THE ECONOMIC recovery in the euro zone is weakening in the second half of the year but the bloc is still expected to deliver modest growth over the next two years, according to a new forecast.
The report, compiled by Euroframe, a network of 10 think tanks across Europe including the Economic and Social research Institute (ESRI) in Ireland, says high unemployment and the implementation of austerity measures will weaken the pick-up in demand.
However, it still expects growth in the euro zone to rebound this year to 1.7 per cent following a 4 per cent contraction in 2009.
Growth of 3.6 per cent in Germany, the bloc’s largest economy, is expected to be a significant driver for GDP in 2010.
The biannual Economic Assessment of the Euro Area blames the unwinding of fiscal and monetary stimulus packages, sluggish demand and high household debt for holding back growth.
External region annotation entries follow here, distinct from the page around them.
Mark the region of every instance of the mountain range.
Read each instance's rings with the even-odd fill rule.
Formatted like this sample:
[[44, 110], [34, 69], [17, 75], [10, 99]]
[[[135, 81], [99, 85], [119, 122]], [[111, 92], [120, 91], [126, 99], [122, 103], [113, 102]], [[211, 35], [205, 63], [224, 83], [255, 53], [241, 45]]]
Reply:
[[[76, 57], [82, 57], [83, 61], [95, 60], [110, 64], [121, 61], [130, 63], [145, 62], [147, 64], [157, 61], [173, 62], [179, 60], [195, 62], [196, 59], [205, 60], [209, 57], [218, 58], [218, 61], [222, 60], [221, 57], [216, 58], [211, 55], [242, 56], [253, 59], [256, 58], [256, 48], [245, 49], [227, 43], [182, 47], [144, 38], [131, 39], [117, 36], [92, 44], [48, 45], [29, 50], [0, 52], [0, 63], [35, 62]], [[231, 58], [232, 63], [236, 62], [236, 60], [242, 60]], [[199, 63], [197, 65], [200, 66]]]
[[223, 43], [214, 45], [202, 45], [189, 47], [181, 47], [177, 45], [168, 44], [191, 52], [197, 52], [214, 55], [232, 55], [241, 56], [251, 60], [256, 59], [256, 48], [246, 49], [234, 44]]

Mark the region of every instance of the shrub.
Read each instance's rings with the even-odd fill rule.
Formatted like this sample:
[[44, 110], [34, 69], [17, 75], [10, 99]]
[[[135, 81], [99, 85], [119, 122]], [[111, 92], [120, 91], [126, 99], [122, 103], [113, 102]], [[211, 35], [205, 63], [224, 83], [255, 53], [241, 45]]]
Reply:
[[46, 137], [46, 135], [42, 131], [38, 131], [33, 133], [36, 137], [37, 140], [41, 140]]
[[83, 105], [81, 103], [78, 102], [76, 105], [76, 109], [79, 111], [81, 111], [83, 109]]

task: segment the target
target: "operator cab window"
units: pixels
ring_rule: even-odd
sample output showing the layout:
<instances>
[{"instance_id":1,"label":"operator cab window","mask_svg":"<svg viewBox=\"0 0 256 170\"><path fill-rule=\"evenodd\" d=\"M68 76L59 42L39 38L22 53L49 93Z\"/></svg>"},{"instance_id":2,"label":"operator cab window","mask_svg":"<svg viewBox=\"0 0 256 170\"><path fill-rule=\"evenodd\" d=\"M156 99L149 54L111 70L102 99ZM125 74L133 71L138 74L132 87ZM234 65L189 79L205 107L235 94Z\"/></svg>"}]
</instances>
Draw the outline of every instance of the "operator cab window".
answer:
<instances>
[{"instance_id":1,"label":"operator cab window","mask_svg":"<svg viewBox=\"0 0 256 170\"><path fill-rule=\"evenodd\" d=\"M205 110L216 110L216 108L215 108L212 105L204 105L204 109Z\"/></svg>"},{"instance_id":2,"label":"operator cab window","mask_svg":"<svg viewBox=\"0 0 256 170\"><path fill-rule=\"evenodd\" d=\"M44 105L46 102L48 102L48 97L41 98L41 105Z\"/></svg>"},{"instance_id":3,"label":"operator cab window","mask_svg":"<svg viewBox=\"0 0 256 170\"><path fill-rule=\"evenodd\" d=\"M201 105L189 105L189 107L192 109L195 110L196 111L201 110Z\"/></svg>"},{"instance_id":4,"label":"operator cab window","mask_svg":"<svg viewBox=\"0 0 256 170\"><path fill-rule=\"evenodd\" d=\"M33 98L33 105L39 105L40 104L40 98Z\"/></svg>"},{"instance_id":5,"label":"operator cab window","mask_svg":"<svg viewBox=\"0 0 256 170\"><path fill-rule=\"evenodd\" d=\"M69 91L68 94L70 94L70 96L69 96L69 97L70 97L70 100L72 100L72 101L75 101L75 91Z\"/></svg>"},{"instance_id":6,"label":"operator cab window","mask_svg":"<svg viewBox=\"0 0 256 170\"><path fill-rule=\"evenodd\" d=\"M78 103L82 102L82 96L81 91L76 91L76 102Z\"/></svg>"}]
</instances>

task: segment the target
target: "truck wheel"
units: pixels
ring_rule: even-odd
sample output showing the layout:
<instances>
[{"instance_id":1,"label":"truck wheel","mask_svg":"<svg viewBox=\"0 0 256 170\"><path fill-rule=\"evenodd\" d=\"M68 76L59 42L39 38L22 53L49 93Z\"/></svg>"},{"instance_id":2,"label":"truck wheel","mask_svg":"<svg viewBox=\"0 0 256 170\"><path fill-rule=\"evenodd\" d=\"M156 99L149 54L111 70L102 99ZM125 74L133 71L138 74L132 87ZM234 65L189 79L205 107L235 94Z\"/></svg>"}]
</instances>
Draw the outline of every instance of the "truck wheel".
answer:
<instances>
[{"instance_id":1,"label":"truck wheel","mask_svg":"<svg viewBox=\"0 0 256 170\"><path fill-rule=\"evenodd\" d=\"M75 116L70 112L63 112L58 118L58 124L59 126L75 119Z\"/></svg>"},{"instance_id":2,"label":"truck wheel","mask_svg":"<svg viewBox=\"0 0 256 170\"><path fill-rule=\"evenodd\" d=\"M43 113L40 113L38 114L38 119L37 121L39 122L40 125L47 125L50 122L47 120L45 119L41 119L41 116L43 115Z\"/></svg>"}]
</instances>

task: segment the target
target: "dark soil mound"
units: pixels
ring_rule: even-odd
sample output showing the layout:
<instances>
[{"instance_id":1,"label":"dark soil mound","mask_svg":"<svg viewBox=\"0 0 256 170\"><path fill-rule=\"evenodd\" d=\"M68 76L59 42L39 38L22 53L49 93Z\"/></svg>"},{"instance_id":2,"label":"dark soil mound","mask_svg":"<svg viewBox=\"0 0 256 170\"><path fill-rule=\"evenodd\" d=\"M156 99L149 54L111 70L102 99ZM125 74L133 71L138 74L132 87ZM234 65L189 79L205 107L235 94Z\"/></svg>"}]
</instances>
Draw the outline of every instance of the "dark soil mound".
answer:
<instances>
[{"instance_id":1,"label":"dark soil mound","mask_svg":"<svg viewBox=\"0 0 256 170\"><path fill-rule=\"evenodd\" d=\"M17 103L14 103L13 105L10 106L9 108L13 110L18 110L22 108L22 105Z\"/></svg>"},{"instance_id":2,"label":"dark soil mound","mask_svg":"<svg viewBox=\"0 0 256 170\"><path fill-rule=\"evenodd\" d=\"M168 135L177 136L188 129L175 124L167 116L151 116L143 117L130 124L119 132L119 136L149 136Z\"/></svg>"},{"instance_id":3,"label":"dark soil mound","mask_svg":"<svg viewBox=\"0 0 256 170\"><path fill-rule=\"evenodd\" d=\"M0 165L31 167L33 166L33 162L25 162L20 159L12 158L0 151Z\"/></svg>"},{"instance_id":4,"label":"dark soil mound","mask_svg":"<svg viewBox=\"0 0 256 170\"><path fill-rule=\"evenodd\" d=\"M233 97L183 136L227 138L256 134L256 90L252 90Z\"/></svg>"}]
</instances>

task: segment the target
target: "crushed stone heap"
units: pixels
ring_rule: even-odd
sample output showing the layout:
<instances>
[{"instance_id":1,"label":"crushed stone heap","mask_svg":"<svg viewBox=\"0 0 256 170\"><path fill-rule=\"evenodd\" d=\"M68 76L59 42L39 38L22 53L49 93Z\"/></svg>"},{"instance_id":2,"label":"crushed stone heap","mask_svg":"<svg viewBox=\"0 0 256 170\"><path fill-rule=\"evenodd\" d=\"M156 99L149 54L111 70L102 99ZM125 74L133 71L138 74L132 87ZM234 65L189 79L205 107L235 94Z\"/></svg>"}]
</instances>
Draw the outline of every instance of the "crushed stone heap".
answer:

It expects labour markets across the euro zone to remain challenging over the next two years.
The euro zone will continue to lag the world’s largest economies with growth in the US is expected to hit 2.6 per cent this year and remain above 2 per cent for the next two years. China expects to see double-digit growth this year before moderating to about 9 per cent in 2011.
Euroframe says the forecasts contained in this report are subject to significant uncertainty. “In particular, the forecasts . . . are critically based on the assumption that the European sovereign debt crisis is contained and is resolved swiftly.”